この記事は、知財系ライトニングトーク #18 拡張オンライン版 2022 秋の発表です。

先日、レコードを見せていただいたが、それが見知ったレコードのお姿とは違った。

ぺらんぺらんである。赤、青、白、カラフルである。これまでレコードといえば薄いものの硬く、色は黒のイメージであったからあまりに違う。

レコードの保護に使うシートかと思ったぽんよ

ソノシート」というらしいと教わった。雑誌の付録などで配付されていたそうだ。「ベタっとした艶が塩ビぽい」外観であったが調べてみるとやはり塩化ビニル製が多かったようだ[1][2]。

調べる中で目についたのが商標に関する記載

"なお、「ソノシート」は後に朝日ソノプレス社(後の朝日ソノラマ)の商標となったため、「フォノシート」や「シートレコード」と言い換えられる場合がある。そのため、普及期には発売するメーカーによって商品名が異なっていたが、現在ではソノシートという呼び名が一般的になっている。"

[1] ソノシート - Wikipedia

"……朝日ソノラマの商標である「ソノシート」が……"

[2] ソノシート|リサーチ・ナビ|国立国会図書館 (ndl.go.jp)

ここから商標「ソノシート」をさらにJ-PlatPatで調べてみたところ……

ありました。

指定商品が「34 プラスチツクス,ゴム等」の登録1895358もあった。

登録2012284、株式会社朝日ソノラマの「SONORAMA SONOSHEET \ソノラマ ソノシート\そのらま そのしーと」三段の商標。二段書き商標はしばしば見かけるが(そしてその意義については疑義も醸されるが)三段書きは珍しいのでは。ひらがな!

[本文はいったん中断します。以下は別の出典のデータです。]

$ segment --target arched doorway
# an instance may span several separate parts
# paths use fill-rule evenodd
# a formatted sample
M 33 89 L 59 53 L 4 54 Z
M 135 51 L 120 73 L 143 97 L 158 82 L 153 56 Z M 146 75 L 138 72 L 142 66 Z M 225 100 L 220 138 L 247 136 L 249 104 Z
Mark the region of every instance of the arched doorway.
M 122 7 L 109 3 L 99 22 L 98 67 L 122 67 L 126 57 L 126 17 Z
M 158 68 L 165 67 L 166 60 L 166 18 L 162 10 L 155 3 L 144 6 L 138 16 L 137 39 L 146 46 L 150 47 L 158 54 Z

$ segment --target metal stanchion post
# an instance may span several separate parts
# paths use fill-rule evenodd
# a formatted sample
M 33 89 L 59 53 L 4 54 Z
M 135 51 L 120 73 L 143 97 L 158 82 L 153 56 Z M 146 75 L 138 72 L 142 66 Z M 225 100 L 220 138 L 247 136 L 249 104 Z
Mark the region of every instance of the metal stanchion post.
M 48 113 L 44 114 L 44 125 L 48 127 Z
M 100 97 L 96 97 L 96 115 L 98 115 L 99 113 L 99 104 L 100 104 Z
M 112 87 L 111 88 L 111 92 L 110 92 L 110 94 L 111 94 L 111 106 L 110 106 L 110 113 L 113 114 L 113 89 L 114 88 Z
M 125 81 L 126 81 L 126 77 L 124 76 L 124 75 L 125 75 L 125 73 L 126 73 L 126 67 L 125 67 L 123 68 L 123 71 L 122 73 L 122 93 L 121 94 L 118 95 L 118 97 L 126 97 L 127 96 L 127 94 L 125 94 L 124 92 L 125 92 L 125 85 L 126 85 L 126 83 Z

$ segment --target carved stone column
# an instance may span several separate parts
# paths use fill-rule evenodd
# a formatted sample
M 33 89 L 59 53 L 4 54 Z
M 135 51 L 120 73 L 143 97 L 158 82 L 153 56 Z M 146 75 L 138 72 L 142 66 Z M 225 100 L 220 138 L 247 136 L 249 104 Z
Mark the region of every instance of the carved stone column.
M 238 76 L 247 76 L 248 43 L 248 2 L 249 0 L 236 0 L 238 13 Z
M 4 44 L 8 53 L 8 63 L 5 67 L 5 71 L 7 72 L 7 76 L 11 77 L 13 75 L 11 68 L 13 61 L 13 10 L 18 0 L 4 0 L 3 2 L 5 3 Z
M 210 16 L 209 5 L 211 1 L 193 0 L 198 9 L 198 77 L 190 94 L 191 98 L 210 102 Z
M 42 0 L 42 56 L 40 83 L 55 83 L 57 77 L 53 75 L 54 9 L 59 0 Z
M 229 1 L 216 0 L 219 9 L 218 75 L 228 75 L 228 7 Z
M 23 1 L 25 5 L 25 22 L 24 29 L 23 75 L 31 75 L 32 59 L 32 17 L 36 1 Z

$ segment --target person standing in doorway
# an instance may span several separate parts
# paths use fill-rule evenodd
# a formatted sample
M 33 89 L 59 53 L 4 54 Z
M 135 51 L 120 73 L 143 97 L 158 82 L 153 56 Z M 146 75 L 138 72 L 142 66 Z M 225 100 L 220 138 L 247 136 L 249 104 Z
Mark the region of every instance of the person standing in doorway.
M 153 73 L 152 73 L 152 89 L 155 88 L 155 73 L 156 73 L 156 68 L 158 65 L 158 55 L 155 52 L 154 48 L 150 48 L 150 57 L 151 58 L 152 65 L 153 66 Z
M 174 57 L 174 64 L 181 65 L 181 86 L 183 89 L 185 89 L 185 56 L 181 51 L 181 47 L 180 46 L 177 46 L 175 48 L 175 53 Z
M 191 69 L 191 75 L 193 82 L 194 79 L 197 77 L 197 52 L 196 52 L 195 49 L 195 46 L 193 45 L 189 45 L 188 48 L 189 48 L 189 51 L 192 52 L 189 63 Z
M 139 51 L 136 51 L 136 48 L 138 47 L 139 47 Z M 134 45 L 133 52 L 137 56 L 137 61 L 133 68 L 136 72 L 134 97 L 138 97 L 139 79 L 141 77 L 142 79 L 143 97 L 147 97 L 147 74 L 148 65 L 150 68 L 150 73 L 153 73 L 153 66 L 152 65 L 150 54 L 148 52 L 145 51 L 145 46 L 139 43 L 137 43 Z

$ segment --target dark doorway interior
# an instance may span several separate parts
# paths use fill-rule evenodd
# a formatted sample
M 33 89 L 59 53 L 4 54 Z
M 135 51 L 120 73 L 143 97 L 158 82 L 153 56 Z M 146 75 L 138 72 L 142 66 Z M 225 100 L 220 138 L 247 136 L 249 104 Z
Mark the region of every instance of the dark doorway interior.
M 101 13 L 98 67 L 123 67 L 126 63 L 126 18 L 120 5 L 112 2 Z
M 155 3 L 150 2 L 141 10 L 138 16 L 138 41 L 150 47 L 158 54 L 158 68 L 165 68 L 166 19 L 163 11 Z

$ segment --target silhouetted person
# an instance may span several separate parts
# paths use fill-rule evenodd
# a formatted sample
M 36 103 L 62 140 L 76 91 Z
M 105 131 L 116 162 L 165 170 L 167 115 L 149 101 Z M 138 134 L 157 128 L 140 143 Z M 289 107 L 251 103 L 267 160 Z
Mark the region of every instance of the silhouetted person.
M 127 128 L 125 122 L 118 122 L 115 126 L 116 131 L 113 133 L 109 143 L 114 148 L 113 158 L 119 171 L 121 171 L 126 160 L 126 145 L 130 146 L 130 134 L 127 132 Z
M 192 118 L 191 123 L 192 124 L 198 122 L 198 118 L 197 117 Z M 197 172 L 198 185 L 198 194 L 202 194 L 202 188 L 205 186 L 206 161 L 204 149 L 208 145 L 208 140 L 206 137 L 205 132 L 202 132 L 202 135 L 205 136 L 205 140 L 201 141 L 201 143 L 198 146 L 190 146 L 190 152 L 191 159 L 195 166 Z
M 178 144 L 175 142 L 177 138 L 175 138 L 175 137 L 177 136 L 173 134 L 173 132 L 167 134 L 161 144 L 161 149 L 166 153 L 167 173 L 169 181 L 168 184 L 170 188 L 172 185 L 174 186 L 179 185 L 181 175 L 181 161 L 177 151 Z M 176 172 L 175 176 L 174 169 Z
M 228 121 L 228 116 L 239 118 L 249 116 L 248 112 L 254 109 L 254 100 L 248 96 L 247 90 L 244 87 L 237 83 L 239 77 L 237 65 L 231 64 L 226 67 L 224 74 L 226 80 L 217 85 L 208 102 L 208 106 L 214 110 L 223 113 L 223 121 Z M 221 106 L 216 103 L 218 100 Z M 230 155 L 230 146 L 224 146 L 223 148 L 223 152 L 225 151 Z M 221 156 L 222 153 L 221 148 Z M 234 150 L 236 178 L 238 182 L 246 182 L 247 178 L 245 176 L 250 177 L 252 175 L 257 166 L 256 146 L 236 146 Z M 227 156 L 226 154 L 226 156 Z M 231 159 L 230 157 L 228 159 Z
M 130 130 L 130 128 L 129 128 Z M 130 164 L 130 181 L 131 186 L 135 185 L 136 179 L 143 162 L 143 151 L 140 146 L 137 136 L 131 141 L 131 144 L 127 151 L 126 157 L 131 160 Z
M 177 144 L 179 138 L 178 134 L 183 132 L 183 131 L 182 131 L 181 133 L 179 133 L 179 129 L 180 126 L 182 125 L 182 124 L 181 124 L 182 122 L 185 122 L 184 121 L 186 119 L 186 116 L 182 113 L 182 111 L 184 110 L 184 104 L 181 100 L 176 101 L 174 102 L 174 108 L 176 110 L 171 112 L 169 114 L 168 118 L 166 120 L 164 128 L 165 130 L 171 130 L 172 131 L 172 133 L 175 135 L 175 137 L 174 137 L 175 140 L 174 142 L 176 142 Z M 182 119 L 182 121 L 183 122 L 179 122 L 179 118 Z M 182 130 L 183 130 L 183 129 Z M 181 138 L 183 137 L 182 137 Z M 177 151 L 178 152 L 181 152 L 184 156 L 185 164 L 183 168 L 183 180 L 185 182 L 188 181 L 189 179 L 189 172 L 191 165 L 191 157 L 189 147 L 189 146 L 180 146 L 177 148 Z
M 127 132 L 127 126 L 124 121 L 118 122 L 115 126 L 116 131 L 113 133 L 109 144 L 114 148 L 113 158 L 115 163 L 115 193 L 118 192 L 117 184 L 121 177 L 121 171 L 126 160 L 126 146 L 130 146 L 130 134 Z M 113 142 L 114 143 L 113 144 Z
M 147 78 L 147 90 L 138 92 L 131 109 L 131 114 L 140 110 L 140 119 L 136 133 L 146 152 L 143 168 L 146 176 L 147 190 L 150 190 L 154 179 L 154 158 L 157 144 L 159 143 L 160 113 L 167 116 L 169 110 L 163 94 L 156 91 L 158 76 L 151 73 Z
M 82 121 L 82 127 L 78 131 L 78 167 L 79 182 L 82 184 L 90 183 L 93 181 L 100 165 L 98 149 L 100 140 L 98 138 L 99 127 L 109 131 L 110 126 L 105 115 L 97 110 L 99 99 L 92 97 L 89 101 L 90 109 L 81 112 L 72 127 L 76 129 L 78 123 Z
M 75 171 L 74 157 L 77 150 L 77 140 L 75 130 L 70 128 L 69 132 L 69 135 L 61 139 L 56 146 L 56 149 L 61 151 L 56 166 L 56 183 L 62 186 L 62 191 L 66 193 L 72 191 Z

しかし「“ソノラマ”ソノシート」の商標であれば、この登録商標があるからといって「ソノシート」の使用を遠慮する必要は必ずしもあるとは言えないような(どっちだ)。

上記は称呼で類似検索したが、権利者で検索すると初めてみる画面に。

肝心の商標がわからんぽん

公報表示のボタンをぽちぽち押していくと先ほどの商標と似た三段書の商標が現れた。

SONO SHEET\ソノシート\そのしーと」である。商願昭34-34595(登録572606)。指定商品はレコードではないが、「ソノシート」が朝日ソノラマの登録商標だったことは事実のようだ。

これは称呼検索では出てこなかった。あまり古いものは称呼のデータが入っていないみたいだ。

前述のWikipediaで「ソノシート」の言換えとされた「フォノシート」が同じ紙面に載っているのも面白い

ところでこのソノシートたちのそばにはポータブルレコードプレーヤがあり。

Nationalロゴ!

パナソニックに統一される形で廃止されたナショナルブランド、その商標の登録がどうなっているかも折角なのでついでに見てみると……

やはり一部維持されていた。

つい維持費のことがアタマをよぎる。

使わなくなったロゴや名称の商標登録を維持することはよくある。権利者の状況・方針それぞれであるがどのタイミングで手放すことが多いのだろうね。

その商標を見る機会が減りゆき、ついに登録がなくなり。ブランドの終焉である。

さらにお隣には同じくパナソニック製、テクニクスブランドのプレイヤが。

ちなみに権利消滅しているものは古めかしいロゴが多く眺めて面白い。

Twitterでこのレコードプレイヤについて「Nationalとかいうメーカ」と書き出し投稿したところ一部からは本当にナショナルブランドを知らない者と思われてしまった。それが信じられないことではなくなってきたようで、時代の流れが感慨深い。

ナショナルのプレイヤでソノシートを回せば、諸行無常の響きあり。

ナショナルブランドの廃止発表は2008年のことのようですぽん。